Two of the character choices are really the same one, with different colors and (some) different appearance options. And no, you cannot seem to change anything facially or structurally. You are supplied with a template character for each classification, and you're supposed to be happy with that.
4. New units: Ah yes. This is probably the first thing most people look for in a sequel; new stuff! While it's here, it's not exactly trailblazing. For example, the elven footsoldier is just sad. It's bland, and is probably the most un-animated unit I have ever seen in a game. The buildings are nice, but textures don't really seem to pop out, and graphic settings don't really bring out the details (like the groove of stone in the fortress) all that much.
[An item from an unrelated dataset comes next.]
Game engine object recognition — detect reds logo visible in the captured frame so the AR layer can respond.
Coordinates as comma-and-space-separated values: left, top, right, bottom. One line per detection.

5. Movies: Okay, so taking into consideration that this is more so a game pulled from the cinematically-spectacular movies than the book(s), you'd think it'd follow in that direction. Well, the introduction movie is practically just some moderately-decent gameplay shots, perhaps with some scripted movements. But the problem is, they try to build it up to be epic. Which apparently meant apply those scripted movements to about 20 units on-screen and maybe that'll do the trick.
The game-play movies that lead into the campaign are extraordinary, however. They feature a hybrid of impressionist painting along with 3-D shaded movement. They are simply excellent.
6. Building: Reading the aforementioned Designer Diaries, I was thinking, "Well at least I'm not going to spend my time holed up in a foxhole." While that's true for the most part, the sad thing is, you'll probably not be holed up in much of anything. The method used for building fortifications relies strictly on wall hubs. Which is more or less a foundation for your walls. Sadly, everything is destroyed so quickly, you'll find yourself building more wall hubs than actual walls.
7. Game Refinement/Conclusion: Yeah, well...rather than just re-state my already expressed impressions, I'll just sum it all up.
In actuality, while the game strived hard to add more ambitious features, it's really more of an insult to the consumer and the talent that could have be employed. When you look at the story, the movies, the books you cry out for a game that does justice. With a series of very disappointing games (The Fellowship of the Ring, War of the Ring, The Third Age to name a few), any real LOTR fan is dying inside to temporarily live in the universe that they love. Battle for Middle Earth made an valiant effort, you'd wish the sequel would build it up even more. And while not a total failure, you have to be hard on it because you can't make half-efforts on such a respectable series.
In all honesty, Empire at War won this round.